ON MARLOW AND ALL THINGS GOTHIC

Books lead to other books. Read one and you’re reminded of another. New publications refer to past ones, famous and obscure. Genres cross over, involving similar concepts, tropes, devices. Writers lift, pay tribute, re-imagine, claim as their own and take it a step further in their effort to tell gripping, original stories. Pick up the trail and we end up making extraordinary connections.

Welcome to Connection Degree Three …

Wake Of Liberty, a historical-fiction/dark-fantasy novel I’m writing on the French Revolution (a work in progress that also involves a fictitious New York in the 22nd century), takes inspiration from a) Heart Of Darkness (1899), a story narrated by Charles Marlow, a recurring character in Joseph Conrad’s stories, and b) Mary Shelley’s Frankenstein: or, The Modern Prometheus whose 1818 edition begins with a preface by someone named Marlow.

It’s an intriguing overlap.
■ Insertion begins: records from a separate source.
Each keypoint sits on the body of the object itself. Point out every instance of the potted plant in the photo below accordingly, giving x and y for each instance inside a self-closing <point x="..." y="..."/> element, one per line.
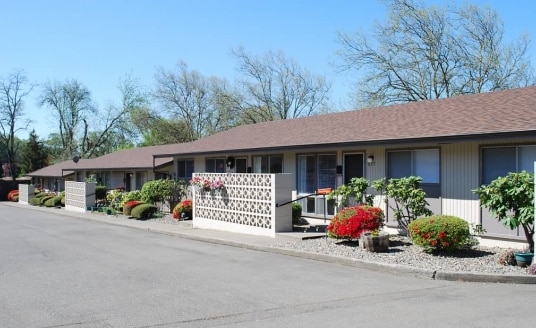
<point x="360" y="222"/>
<point x="183" y="210"/>
<point x="511" y="200"/>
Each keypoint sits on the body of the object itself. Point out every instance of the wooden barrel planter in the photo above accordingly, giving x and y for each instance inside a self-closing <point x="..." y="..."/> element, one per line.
<point x="373" y="243"/>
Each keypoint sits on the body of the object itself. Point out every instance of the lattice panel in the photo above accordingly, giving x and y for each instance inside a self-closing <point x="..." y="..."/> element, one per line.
<point x="246" y="200"/>
<point x="75" y="194"/>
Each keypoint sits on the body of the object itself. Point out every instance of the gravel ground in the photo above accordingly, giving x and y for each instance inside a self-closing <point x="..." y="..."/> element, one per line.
<point x="478" y="259"/>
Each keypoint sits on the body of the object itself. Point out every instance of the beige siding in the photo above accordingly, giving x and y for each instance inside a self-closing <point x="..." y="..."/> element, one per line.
<point x="460" y="175"/>
<point x="289" y="166"/>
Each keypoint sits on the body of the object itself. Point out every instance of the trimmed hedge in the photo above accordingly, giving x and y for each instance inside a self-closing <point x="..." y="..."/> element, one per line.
<point x="143" y="211"/>
<point x="37" y="200"/>
<point x="439" y="233"/>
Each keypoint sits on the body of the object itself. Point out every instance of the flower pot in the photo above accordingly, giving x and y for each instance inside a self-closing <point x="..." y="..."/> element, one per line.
<point x="373" y="243"/>
<point x="523" y="259"/>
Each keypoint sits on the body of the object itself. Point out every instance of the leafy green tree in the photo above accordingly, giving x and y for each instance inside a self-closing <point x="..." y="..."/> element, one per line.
<point x="408" y="200"/>
<point x="34" y="154"/>
<point x="511" y="200"/>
Of all the names Shelley and Conrad could have chosen, they went with Marlow.

Mary Shelley’s narrator came first, and was presumably inspired by the town of Marlow, Buckinghamshire, where she lived for a time with her husband and poet, Percy Bysshe Shelley, whilst writing her famous book on the fictitious Dr. Victor Frankenstein.
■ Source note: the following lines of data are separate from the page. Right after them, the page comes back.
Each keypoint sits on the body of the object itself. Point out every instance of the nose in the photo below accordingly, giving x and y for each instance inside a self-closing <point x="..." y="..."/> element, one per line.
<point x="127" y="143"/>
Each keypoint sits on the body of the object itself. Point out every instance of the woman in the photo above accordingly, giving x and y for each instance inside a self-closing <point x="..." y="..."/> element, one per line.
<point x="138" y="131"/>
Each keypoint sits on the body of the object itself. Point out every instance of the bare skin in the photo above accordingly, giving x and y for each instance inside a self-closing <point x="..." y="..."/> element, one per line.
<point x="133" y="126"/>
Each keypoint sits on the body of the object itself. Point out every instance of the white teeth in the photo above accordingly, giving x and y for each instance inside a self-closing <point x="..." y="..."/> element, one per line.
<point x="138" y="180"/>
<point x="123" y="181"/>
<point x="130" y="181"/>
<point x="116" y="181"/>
Conrad’s Marlow, on the other hand, was presumably inspired by Elizabethan writer Christopher Marlowe, who, among other works, wrote Dido, Queen Of Carthage, featuring the hero Aeneas.
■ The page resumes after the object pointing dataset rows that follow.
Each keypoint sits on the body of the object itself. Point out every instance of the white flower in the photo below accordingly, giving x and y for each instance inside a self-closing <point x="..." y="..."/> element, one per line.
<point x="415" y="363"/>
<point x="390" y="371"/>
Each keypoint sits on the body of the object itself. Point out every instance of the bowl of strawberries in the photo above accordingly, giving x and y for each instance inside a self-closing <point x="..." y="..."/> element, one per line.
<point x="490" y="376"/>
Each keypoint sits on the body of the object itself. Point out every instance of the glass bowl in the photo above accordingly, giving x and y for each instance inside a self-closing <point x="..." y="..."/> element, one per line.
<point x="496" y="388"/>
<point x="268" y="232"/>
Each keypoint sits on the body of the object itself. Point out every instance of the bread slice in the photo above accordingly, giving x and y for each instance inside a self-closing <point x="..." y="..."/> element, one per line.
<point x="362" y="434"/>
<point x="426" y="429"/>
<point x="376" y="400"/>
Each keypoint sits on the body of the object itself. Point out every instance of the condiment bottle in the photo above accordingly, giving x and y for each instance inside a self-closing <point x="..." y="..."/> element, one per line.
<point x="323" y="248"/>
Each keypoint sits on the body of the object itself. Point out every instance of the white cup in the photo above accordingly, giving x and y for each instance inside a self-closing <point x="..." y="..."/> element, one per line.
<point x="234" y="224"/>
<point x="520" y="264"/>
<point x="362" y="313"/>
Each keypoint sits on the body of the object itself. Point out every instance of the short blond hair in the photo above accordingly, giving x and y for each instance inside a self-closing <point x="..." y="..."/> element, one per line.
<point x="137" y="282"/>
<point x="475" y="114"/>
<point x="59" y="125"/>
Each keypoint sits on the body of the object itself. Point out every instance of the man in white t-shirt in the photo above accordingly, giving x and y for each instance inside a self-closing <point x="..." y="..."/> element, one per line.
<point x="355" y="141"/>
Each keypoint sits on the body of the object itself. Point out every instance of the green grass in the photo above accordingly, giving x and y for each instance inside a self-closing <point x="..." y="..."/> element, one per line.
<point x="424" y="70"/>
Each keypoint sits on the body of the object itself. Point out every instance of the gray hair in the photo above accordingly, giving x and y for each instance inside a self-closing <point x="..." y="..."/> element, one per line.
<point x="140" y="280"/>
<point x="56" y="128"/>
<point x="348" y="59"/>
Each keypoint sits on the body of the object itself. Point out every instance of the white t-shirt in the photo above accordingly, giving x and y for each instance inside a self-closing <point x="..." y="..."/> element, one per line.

Aeneas, by the way, is featured in Homer’s Iliad, as one of the surviving heroes of Troy, and Virgil’s Aeneid as one of the ancestors of Romulus and Remus, founders of Rome, the city to which all roads led, and still do.

Besides Aeneas, Christopher Marlowe popularized the Faust legend in his play The Tragical Legend Of Doctor Faustus, which is probably why Conrad’s Marlow likens Kurtz to Mephistopheles in Heart Of Darkness.

The Faust legend was reworked two centuries later by Goethe, resulting in another great take on the story, but also, and here’s the fun part, observe Goethe’s spelling and sound: it’s awfully close to the word Gothic, which is what Mary Shelley’s Frankenstein was: Gothic literature.

And here we are, full circle, back to the first Marlow, Mary Shelley’s, completing the journey.

Our journey has been somewhat whimsical this time round, and why not? Sometimes you have to go with the flow. 

And so, without any reservation, it’s only appropriate to deem the name Marlow a sine qua non in stories that involve the death of humanity and the rise of the abominable, against which the human spirit fights to reclaim its prominence. Marlow is the harbinger of portent in dark, groundbreaking novels, in stories that deal with life, horror, death, and life after death.

He’s the voice in tales that involve the downfall of all things wonderful, and the challenges one faces in the wake of despair, and the belief that things will turn up again, our hope germinating the ruin.

Therefore Marlow will feature in WAKE OF LIBERTY, too, a story on oppression and revolution, death and rebirth – a story of great cities and even greater political causes and cultural histories, battles and aspirations, involving immense brutality, conflict and sacrifice. Marlow, the grim prophet, bearer of ill winds and grave tidings; progenitor of death and resurrection. Neither man nor woman, but a place, most likely, a borough, perhaps, part of the New World’s barracks where the heart of civilization once beat like a morning bell but now echoes dark and twisted (like Paris during the French Revolution) where life begins with purpose and enthusiasm, full of great ideas, dreams and caution thrown to the wind, a political experiment that leads to wonders, to outrageous and tremendous achievements, but also to heartbreak, injustice, uprising, revolution, ongoing chaos. Everything ends in ruin, lost for good, or so one thinks. The reality is that there’s hope in damage, life in the debris, and the circle begins anew, with a new world in mind and a fresh vision for the future. Whatever happened before will happen again, is the message. The only difference is in the locations and names, the details and specifics, the various turns of phrase – and even they sometimes remain the same. Like Lafayette. And Republican. And Democrat. And Liberty. Like dear old Marlow. Some names remain, circulating the ages, propelling the narratives that capture human imagination, reminding us to never lose faith as we strive for change.